IBM FlashSystem

IBM FlashSystem

Find answers and share expertise on IBM FlashSystem

 View Only

Monitoring IBM Spectrum Scale with Icinga2 / Nagios

By Archive User posted Fri January 29, 2016 09:11 AM

  

Originally posted by: AlexanderSaupp


IBM Spectrum Scale is a clustered scale-out file system, in our days mostly running on the Linux platform. To assure proper operation of large Spectrum Scale environments, it is critical to keep track of hardware, software and environmental situations that require attention. There are potentially a lot of components and vendors involved (server, operating system, network, storage), which introduce complex requirements to the monitoring capabilities.

In general, Spectrum Scale does not impose specific monitoring solutions, but provides flexibility for integration into diverse operational procedures. The solution that a customer will choose will be influenced by the preexisting monitoring environment he already has in place, as most data centers already have operational guidelines and tool chain they have in place already.

This article summarizes best practices for monitoring Spectrum Scale environments with the Icinga 2 tool, which is commonly seen as a successor to the popular Nagios 3. However, many concepts described herein can easily be adapted to other monitoring solutions - most parts would work with Nagios in the same manner. The samples given in this document are simplified and most probably incomplete as the authors do not monitor large environments as their daily business. Comments and extensions are very welcome!

After giving an introduction into logical configuration of the Icinga 2 tool, this article provides general recommendations and best practices for monitoring Spectrum Scale environments. The configuration of a test setup in an IBM lab is given at the end, including downloadable configuration samples. This article does not focus on performance monitoring, which is a separate topic on its own and addressed e.g. by mmperfmon and the Spectrum Scale GUI.

 

Authored by Achim Christ & Alexander Saupp

 

Introducing Icinga 2

Base Concept

Both, Nagios and Icinga provide datacenter monitoring capabilities by periodically running scripts (named 'checks') and evaluating their return code (0 = success, 1 = warning, 2 = critical, 3 = unknown). The output (stdout) returned by such checks is used to provide more details on test results in human readable format. The new Icinga 2 API is not in scope of this article.

Nagios and Icinga are well documented, icinga.org provides a good overview of the features available.

Icinga already comes with a significant number of pre-defined service checks for common datacenter equipment, for example for checking CPU, RAM and disk utilization of servers. On top of that, Icinga provides a plugin architecture which allows for defining custom service checks specific to a certain configuration. Web portals such as Nagios Exchange or Icinga Exchange are available for users to share and collaborate on such plugins.
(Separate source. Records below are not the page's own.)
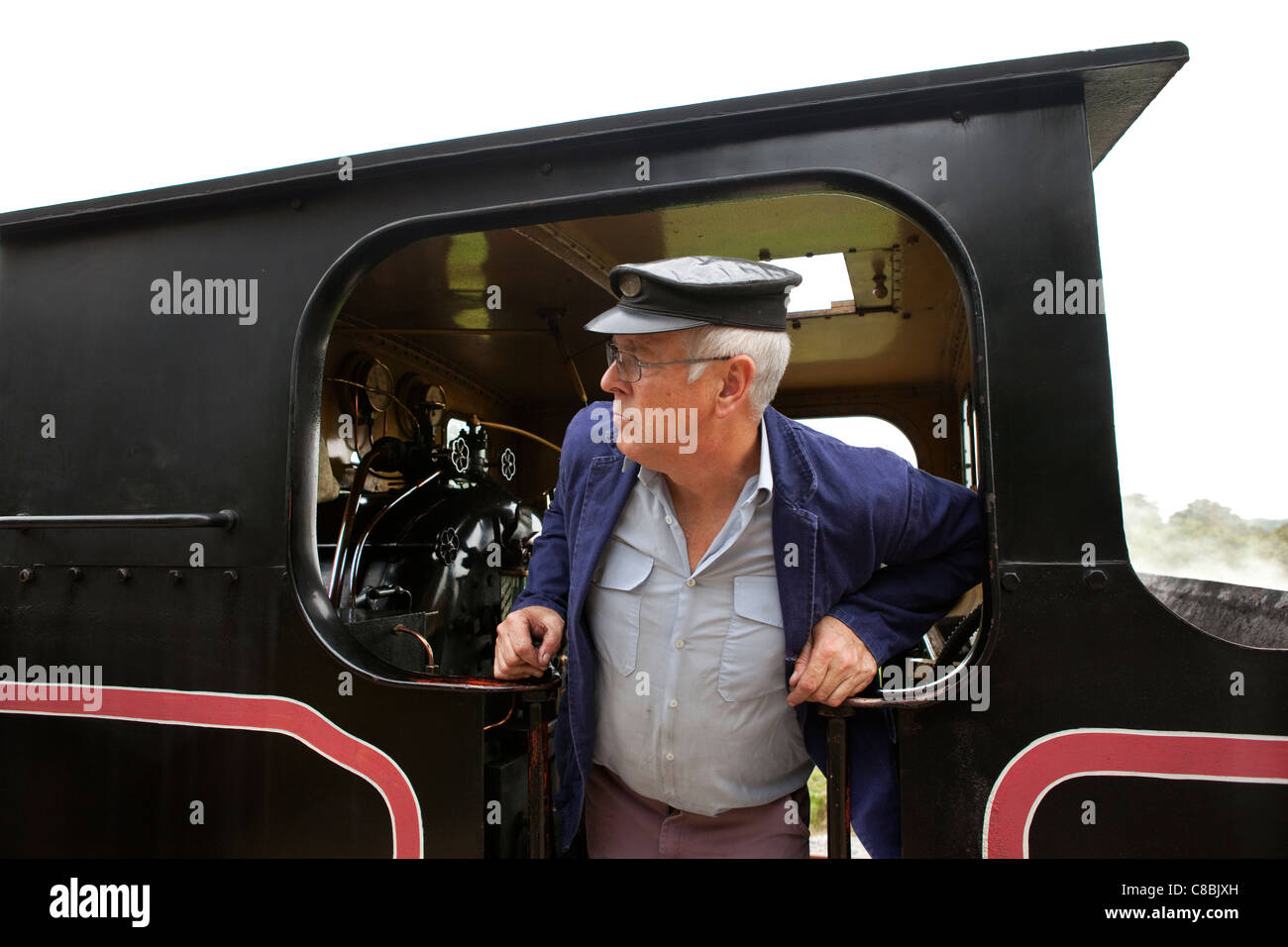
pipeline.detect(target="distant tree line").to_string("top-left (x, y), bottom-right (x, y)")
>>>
top-left (1124, 493), bottom-right (1288, 588)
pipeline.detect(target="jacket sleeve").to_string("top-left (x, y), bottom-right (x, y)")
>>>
top-left (828, 466), bottom-right (987, 665)
top-left (510, 412), bottom-right (581, 622)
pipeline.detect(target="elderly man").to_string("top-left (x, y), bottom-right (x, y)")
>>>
top-left (494, 257), bottom-right (986, 858)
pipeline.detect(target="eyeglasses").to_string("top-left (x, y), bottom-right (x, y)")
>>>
top-left (604, 342), bottom-right (733, 384)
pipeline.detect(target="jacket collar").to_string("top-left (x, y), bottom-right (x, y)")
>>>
top-left (765, 407), bottom-right (818, 506)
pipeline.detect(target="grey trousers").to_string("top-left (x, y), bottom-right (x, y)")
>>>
top-left (585, 763), bottom-right (808, 858)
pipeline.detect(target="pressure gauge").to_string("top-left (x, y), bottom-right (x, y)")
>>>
top-left (362, 359), bottom-right (394, 414)
top-left (340, 352), bottom-right (394, 414)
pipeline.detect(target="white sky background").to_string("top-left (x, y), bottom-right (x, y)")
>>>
top-left (0, 0), bottom-right (1288, 519)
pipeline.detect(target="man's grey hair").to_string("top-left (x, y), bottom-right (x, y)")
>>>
top-left (682, 326), bottom-right (793, 421)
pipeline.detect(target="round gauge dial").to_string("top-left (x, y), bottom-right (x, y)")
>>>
top-left (425, 384), bottom-right (447, 428)
top-left (362, 359), bottom-right (394, 411)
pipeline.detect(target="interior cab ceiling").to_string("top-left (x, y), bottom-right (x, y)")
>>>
top-left (336, 192), bottom-right (969, 404)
The optional Icinga Web package provides a graphical representation of the overall datacenter status. Typically, such a dashboard would represent the state of an entire datacenter including all servers, as well as storage and networking equipment.

Icinga Web 2 Host Groups

Icinga Web 2 Service Problems

 

Configuration Concept

Icinga 2 configuration is similar, but more advanced than Nagios definitions. Icinga 2 has a concept of 'Host objects', 'Service definitions' and 'Check commands'. The following is a minimal example of a valid Icinga 2 configuration file:

object Host "server1" {
  address = "192.168.0.1"
  check_command = "hostalive"
  vars.os= "Linux"
}

object Service "ping4" {
  host_name = "server1"
  check_command = "ping4"
}

This example creates a Host object named 'server1', and defines a service 'ping4' which is periodically checked for that specific host. The address defined for the host will be passed as a parameter to the check_ping4 command. There is a wide range of check commands readily available with Icinga, such as check_sshcheck_http or check_smtp. Host objects can also have check commands associated directly, which determine whether the host itself is alive.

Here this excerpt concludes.